You have mentioned an amazing thing, that I've been studying the WTC dust for so long and end up finding some 25 feet from my kitchen.
Think about it this way: When I was in graduate school, I had an entire year that did not produce results. 1996. I'm okay with it now, but it was frustrating at the time. I had to overcome some technical hurdles, and eventually I did, and things went smoothly after that.
One of the things I needed to obtain for my PhD thesis, and all the biological work I've done since then, are SAMPLES.
With respect to 9/11, I went to Ground Zero less than 3 days after the attacks, searching for samples. And all the people I've met since then whose homes got invaded by the dust or who survived the dust cloud, I ask them if they saved any of the dust. Every single time, they said no. They said they wanted to get rid of it, took showers, threw away their clothes, and in some cases
they never went back to their apartments once they escaped!
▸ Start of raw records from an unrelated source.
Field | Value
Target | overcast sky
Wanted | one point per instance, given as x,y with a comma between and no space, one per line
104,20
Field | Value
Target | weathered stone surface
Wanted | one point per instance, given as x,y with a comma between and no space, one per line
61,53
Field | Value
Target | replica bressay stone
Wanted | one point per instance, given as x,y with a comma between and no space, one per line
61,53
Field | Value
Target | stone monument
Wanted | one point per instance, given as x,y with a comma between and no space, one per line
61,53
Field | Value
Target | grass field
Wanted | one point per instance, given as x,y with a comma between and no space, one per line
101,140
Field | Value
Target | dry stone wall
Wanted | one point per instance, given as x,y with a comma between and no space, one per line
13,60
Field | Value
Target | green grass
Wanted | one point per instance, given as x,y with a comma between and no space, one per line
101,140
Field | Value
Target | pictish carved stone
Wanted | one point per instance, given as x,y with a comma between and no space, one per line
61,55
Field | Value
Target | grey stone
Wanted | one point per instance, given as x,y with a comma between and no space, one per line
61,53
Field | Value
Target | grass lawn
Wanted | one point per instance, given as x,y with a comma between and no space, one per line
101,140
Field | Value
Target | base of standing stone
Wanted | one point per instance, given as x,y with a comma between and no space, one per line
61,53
8+ years passed. I did not stop my research. When I moved into the apartments, I wondered to myself if I was going to find some of the dust, and years later, I did. You could call it "luck" but there are things that weren't lucky that contributed to me finding these samples.
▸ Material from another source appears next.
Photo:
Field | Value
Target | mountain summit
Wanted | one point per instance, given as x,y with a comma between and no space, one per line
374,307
I insisted on living close to Ground Zero. Nothing could keep me away. I lived where I lived because in large part I am a 9/11 researcher. Another things is that I was prepared to succeed. I know my stuff. Not only are there many pictures online of the WTC dust, but I also saw it with my own eyes on concrete ledges. Went I went to Ground Zero, I saw the dust up on second story ledges and wished I could reach it. I saw what the dust looks like when it was deposited on concrete ledges, and that led me to recognize what I was seeing in a way that someone who hadn't prepared themselves perhaps would not have.
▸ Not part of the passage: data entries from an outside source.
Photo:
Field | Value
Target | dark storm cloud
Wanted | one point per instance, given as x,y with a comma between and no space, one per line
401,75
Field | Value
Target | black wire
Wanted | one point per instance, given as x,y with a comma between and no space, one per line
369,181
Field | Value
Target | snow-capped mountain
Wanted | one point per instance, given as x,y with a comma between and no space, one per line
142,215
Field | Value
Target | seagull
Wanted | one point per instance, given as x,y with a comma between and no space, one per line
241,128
Only a 9/11 researcher would look at that "dirt pile" and know that it was WTC dust, and most 9/11 researchers would have failed, too, because the theories they are working on do not produce this type of dust. Explosive devices produce chunks of buildings when they are used to demolish buildings. Anyone who thinks explosives destroyed the WTC would have failed to recognize the dust for what it was.
Anther way I was prepared was the year 1996. The year of no samples. I know what it is like to work away on something without the physical object in hand. Me finding the dust all those years later is testimony to my extreme patience and determination.
I think it's rather an amazing serendipity that the smoking gun that will finally crack the mystery of 9/11 just happened to turn up in the residence of the top 9/11 investigator in the world. I mean, what are the chances???